Testing peripheral blood for circulating tumor DNA (ctDNA) offers a minimally invasive opportunity to diagnose, characterize, and monitor the disease in individual cancer patients. ctDNA can reflect the actual tumor burden and specific genomic state of disease and thus might serve as a prognostic and predictive biomarker for immune checkpoint inhibitor (ICI) therapy. Recent studies in various cancer entities (e.g., melanoma, non-small cell lung cancer, colon cancer, and urothelial cancer) have shown that sequential ctDNA analyses allow for the identification of responders to ICI therapy with a significant lead time to imaging. ctDNA assessment may also help distinguish pseudo-progression under ICI therapy from real progression. Developing dynamic changes in ctDNA concentrations as a potential surrogate endpoint of clinical efficacy in patients undergoing adjuvant immunotherapy is ongoing.
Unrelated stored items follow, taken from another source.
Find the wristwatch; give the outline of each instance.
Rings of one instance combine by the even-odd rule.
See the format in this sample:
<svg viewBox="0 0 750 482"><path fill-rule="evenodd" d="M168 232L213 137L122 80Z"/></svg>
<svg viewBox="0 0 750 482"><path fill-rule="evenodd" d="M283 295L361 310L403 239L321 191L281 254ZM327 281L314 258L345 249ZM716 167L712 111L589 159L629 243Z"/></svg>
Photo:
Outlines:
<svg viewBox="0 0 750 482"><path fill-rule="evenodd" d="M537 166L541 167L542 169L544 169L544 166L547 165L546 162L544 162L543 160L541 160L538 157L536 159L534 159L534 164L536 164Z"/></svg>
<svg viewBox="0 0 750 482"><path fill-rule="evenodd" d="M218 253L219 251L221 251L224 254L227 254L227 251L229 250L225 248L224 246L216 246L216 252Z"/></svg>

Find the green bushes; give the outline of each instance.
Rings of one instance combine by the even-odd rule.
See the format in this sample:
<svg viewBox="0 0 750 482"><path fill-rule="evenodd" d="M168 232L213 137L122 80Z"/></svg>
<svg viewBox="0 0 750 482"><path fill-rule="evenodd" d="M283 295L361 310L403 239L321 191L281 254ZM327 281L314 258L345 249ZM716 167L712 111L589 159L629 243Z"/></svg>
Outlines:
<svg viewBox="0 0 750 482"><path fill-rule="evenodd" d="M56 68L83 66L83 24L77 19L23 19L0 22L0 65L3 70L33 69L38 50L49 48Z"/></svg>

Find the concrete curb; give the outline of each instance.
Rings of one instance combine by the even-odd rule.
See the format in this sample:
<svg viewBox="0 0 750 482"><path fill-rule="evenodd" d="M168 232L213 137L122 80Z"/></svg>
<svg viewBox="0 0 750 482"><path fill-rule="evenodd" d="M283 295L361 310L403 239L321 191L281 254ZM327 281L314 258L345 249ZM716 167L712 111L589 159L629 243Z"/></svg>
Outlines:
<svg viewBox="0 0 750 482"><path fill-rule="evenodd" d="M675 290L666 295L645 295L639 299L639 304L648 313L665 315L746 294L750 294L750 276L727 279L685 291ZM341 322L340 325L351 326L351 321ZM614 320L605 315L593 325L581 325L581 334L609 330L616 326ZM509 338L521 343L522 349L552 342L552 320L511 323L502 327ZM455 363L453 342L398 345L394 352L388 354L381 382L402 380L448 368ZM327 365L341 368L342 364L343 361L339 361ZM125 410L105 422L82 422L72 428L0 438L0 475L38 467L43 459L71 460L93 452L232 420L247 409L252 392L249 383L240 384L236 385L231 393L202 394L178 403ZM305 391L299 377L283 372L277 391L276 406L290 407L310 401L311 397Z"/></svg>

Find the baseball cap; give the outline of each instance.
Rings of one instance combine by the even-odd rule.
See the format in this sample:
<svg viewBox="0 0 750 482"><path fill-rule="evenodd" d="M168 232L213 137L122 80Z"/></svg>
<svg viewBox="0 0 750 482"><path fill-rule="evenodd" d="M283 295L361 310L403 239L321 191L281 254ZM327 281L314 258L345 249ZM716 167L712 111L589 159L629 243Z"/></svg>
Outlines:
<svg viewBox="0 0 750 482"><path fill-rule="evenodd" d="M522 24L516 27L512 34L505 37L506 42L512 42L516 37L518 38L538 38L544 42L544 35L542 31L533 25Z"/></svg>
Besides overall ctDNA burden, further ctDNA characterization can help uncover tumor-specific determinants (e.g., tumor mutational burden, microsatellite instability) of responses or resistance to immunotherapy. In future studies, standardized ctDNA assessments need to be included in interventional clinical trials across cancer entities to demonstrate the clinical utility of ctDNA as a biomarker for personalized cancer immunotherapy.